I've noticed in the NBA that when a player takes a foul shot, they're usually surrounded by other players lined up around the box. But sometimes when a player is shooting a foul shot, they're completely alone.

What is the difference between these two foul shooting situations?


not alone

2 Answers 2


There are two kinds of foul shots, those that end in possession of the shooting team, and those that are up for grabs on a miss but awarded to the opposing team on a make.

Normal foul shots on personal fouls are the second kind. Both teams are free to rebound a miss and the non-shooting team is awarded the ball on a make.

However, for flagrant fouls and technical fouls the team that shoots the free throws is awarded the ball regardless of the result of the shot. Since the rebound cannot be contested the player is allowed to shoot by himself.

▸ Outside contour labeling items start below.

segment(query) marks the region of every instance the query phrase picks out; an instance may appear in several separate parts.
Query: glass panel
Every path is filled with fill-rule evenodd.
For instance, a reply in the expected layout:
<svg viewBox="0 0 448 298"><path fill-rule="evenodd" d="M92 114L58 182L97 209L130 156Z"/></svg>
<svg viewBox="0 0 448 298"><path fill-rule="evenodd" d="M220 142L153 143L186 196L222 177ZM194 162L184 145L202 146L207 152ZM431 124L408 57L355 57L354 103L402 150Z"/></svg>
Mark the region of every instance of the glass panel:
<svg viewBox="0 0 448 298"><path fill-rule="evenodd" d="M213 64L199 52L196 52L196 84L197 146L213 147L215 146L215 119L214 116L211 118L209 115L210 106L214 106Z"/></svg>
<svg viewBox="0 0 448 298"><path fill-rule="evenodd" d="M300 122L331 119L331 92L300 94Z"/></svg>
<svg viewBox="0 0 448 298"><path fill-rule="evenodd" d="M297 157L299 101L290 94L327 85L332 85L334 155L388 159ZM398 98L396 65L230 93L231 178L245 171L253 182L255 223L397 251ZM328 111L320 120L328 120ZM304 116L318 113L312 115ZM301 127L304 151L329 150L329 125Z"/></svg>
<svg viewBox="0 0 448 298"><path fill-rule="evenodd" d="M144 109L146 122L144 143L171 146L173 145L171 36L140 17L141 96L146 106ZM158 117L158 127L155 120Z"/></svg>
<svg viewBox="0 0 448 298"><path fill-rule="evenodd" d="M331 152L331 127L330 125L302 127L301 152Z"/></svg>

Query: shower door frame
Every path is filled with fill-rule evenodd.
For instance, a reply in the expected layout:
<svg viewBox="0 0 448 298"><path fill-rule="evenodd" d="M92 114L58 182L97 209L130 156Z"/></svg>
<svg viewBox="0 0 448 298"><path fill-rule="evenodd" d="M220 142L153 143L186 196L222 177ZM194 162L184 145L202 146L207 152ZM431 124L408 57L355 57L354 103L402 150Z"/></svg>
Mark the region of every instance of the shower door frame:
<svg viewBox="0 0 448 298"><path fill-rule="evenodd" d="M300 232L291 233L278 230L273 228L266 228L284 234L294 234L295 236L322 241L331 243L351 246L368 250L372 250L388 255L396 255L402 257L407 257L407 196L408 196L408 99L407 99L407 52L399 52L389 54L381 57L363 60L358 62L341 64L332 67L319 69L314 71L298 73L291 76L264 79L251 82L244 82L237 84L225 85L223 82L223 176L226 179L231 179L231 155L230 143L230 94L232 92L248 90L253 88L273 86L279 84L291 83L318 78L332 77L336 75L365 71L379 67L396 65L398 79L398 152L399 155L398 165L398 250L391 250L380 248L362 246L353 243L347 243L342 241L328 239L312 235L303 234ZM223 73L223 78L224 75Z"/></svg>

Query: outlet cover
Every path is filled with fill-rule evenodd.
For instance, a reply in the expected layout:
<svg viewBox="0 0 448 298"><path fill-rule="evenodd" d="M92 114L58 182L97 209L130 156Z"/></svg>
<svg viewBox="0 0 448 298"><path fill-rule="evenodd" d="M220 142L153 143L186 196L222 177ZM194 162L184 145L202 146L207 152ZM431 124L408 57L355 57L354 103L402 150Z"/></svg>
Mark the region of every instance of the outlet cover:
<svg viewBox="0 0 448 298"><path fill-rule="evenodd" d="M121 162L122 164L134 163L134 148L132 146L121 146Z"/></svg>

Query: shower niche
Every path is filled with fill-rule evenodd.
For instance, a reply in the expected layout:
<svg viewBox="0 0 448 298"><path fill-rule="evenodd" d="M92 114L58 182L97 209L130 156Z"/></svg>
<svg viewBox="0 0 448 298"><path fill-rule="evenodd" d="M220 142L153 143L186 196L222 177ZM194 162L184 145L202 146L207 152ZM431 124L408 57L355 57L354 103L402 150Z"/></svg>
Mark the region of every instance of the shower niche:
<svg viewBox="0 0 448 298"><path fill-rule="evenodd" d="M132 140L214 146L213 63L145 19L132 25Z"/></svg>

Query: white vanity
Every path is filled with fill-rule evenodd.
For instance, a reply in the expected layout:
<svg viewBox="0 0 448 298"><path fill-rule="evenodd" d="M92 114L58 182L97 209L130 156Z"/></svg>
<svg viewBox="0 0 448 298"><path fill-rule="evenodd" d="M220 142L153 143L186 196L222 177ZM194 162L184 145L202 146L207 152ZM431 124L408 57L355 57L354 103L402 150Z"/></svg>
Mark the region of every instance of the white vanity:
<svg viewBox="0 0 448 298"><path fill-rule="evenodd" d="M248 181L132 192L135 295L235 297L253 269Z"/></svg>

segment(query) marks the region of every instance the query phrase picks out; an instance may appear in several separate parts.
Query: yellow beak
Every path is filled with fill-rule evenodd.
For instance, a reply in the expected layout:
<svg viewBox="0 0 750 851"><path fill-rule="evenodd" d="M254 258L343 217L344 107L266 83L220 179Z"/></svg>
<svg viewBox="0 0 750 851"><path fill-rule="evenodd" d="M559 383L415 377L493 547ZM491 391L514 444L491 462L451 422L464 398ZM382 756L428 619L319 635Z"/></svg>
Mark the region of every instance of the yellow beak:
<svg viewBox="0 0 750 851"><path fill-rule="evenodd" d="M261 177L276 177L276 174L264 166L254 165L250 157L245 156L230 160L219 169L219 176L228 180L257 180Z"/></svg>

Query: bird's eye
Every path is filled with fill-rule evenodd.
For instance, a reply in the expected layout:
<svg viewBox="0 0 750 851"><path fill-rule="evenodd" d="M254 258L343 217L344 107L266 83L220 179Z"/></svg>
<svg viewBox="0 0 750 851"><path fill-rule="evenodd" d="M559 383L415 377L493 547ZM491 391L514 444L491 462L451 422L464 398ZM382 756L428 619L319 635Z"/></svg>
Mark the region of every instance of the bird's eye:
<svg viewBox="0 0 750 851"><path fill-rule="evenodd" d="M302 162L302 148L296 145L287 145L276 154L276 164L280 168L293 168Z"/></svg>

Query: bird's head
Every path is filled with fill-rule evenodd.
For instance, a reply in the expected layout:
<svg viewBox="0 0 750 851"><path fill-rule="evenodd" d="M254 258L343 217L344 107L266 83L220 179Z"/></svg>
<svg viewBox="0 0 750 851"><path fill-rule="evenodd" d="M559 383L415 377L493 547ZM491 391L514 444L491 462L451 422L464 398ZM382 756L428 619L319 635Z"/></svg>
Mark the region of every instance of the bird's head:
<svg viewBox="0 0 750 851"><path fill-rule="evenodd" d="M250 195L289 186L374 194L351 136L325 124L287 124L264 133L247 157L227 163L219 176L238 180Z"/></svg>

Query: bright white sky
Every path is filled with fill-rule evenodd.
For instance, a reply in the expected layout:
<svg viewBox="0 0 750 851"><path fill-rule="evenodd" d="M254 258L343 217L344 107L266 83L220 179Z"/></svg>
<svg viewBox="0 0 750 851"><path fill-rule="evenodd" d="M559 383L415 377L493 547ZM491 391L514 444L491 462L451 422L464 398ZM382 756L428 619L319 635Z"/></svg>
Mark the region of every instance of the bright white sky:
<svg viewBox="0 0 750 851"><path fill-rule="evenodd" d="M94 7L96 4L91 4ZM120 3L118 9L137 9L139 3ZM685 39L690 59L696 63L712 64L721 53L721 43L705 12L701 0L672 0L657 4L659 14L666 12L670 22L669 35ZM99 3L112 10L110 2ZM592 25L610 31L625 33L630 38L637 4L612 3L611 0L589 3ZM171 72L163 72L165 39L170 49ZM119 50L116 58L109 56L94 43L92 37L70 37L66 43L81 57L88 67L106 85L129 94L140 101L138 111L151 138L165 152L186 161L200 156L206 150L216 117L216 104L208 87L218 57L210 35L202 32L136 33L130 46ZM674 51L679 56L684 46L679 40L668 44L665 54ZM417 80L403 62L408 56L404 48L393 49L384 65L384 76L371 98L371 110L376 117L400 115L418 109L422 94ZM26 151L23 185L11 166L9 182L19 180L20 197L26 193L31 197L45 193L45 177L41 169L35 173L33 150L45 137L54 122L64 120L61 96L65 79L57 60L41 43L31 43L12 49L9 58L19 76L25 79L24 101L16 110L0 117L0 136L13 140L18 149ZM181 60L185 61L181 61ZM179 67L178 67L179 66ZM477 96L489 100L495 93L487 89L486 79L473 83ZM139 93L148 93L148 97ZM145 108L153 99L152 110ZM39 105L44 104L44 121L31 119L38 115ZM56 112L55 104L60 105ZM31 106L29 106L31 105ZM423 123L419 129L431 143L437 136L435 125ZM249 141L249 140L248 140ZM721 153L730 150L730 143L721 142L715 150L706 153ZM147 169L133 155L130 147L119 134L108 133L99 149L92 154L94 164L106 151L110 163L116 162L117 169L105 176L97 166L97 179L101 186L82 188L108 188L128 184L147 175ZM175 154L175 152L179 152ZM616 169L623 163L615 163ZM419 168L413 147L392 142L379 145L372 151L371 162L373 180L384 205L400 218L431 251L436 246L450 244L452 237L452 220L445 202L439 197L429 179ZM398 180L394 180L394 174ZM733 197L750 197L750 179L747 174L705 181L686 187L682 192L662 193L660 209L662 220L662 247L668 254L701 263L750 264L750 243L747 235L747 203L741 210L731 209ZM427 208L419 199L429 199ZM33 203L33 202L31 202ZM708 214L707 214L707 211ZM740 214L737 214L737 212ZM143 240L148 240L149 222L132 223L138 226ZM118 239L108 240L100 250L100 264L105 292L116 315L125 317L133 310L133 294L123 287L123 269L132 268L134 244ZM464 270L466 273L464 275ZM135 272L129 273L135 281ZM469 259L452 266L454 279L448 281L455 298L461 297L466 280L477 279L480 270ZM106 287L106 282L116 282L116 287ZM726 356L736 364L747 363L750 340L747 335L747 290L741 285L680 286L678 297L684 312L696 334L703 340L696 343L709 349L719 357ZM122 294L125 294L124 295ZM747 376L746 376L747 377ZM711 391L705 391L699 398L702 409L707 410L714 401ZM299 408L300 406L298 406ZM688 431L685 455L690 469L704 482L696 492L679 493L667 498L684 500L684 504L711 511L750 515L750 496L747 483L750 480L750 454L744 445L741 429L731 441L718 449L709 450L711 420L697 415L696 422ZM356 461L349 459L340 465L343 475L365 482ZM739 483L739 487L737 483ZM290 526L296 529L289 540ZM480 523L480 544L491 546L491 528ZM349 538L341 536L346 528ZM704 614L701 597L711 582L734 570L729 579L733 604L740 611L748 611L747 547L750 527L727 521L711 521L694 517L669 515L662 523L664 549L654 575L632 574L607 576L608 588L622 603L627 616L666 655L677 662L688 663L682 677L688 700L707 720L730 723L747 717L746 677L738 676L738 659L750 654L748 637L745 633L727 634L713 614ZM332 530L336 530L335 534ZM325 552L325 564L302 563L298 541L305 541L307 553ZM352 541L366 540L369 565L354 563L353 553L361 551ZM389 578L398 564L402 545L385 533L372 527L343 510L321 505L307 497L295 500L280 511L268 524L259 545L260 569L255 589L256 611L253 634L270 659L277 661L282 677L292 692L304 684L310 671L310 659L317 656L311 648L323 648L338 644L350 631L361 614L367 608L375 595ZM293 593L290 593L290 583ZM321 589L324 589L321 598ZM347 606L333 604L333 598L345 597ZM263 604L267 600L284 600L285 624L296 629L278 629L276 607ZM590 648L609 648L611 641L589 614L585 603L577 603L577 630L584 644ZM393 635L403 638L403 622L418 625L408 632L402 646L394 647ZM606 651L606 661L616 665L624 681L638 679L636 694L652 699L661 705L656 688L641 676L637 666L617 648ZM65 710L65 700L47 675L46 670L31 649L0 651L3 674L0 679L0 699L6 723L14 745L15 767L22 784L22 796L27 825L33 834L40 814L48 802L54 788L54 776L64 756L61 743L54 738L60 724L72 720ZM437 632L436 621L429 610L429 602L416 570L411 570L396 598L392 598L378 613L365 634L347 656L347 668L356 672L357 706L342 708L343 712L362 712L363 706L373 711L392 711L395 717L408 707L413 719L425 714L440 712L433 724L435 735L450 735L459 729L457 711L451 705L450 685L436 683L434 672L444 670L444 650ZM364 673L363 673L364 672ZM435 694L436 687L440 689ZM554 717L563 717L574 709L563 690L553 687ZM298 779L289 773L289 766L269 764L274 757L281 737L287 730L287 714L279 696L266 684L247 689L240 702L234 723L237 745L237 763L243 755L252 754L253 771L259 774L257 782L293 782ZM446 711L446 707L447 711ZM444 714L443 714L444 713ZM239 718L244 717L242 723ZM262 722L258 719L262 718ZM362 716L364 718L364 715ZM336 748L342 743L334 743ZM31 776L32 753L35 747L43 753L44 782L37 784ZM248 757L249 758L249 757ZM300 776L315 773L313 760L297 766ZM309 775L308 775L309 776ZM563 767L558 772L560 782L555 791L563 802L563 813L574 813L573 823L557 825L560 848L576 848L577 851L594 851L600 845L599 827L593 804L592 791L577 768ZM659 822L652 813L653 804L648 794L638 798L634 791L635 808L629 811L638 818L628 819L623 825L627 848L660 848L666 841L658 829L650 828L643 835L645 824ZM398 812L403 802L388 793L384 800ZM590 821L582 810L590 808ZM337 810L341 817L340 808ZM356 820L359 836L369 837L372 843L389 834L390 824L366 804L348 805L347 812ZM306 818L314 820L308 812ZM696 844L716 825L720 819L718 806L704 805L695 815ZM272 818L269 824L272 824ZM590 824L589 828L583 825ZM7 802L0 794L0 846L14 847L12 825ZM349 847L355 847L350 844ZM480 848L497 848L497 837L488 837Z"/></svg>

  • The clearing of the paint is also an additional disincentive for players to commit flagrants and technicals; because nobody's around, the shooter doesn't have six men staring him down. Other than the crowd behind the glass backboard, he might as well be shooting free-throws on the shooting court in his home or team gym, and players spend many hours a week doing just that so theoretically he's more likely to make the shot.
    – KeithS
    Commented Sep 27, 2012 at 16:01
  • 1
    @KeithS Theoretically is the key word. I've seen stats suggesting that players generally shoot worse on technical free throws, possibly since they are out of the usual "routine". Commented Mar 12 at 13:44

It happens when the free-throw is a result of Technical foul.
Technical foul is particularly difficult foul or foul that is incompatible with the "Spirit of the game".
In the NBA, the penalty for a Technical foul is one free throw for the rival team and after it possession on the ball.

So in the case of technical foul there isn't a need that there will be players around the end-line.

There is also unsportsmanlike technical foul.
From NBA rule book (Wayback Machine):

A technical foul shall be assessed for unsportsmanlike tactics such as:
(1) Disrespectfully addressing an official
(2) Physically contacting an official
(3) Overt actions indicating resentment to a call
(4) Use of profanity
(5) A coach entering onto the court without permission of an official
(6) A deliberately-thrown elbow or any attempted physical act with no con-tact involved
(7) Taunting

I also seen cases when there isn't any offence players around the throwing player because it's the first throw or because they count on him to score or don't want to be causght surprise in fast break.